Uitleg in duidelijke taal
Bij de berekening van de legitieme porties worden de volgende door de erflater gedane giften in aanmerking genomen:
Dit betekent dat wanneer de legitieme porties worden berekend, de hieronder genoemde schenkingen (giften) die door de overledene (erflater) zijn gedaan, worden meegenomen (in aanmerking genomen):
a. giften die kennelijk gedaan en aanvaard zijn met het vooruitzicht dat daardoor legitimarissen worden benadeeld;
Dit betreft schenkingen waarvan duidelijk (kennelijk) is dat ze zijn gedaan en geaccepteerd (aanvaard) met de verwachting (het vooruitzicht) dat daardoor personen die recht hebben op een legitieme portie (legitimarissen) financieel nadeel (benadeeld) zullen ondervinden.
b. giften die de erflater gedurende zijn leven te allen tijde had kunnen herroepen of die hij bij de gift voor inkorting vatbaar heeft verklaard;
Dit betreft schenkingen die de overledene (erflater) tijdens zijn leven op elk moment (te allen tijde) had kunnen terugdraaien (herroepen), of schenkingen waarvan de erflater bij het doen van de gift heeft aangegeven dat deze verminderd (inkorting vatbaar) kunnen worden.
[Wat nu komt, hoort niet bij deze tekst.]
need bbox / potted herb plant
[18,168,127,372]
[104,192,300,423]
c. giften van een voordeel, bestemd om pas na zijn overlijden ten volle te worden genoten;
Dit betreft schenkingen van een voordeel dat bedoeld (bestemd) is om pas na het overlijden van de erflater volledig (ten volle) genoten te worden door de ontvanger.
d. giften, door de erflater aan een afstammeling gedaan, mits deze of een afstammeling van hem legitimaris van de erflater is;
Dit betreft schenkingen die de overledene (erflater) heeft gedaan aan een kind of kleinkind (afstammeling), op voorwaarde dat (mits) deze afstammeling zelf, of een kind of kleinkind van deze afstammeling, een legitimaris is van de erflater.
e. andere giften, voor zover de prestatie binnen vijf jaren voor zijn overlijden is geschied.
Dit betreft andere schenkingen, voor zover de daadwerkelijke overdracht of uitvoering (prestatie) van de gift heeft plaatsgevonden (is geschied) binnen vijf jaar vóór het overlijden van de erflater.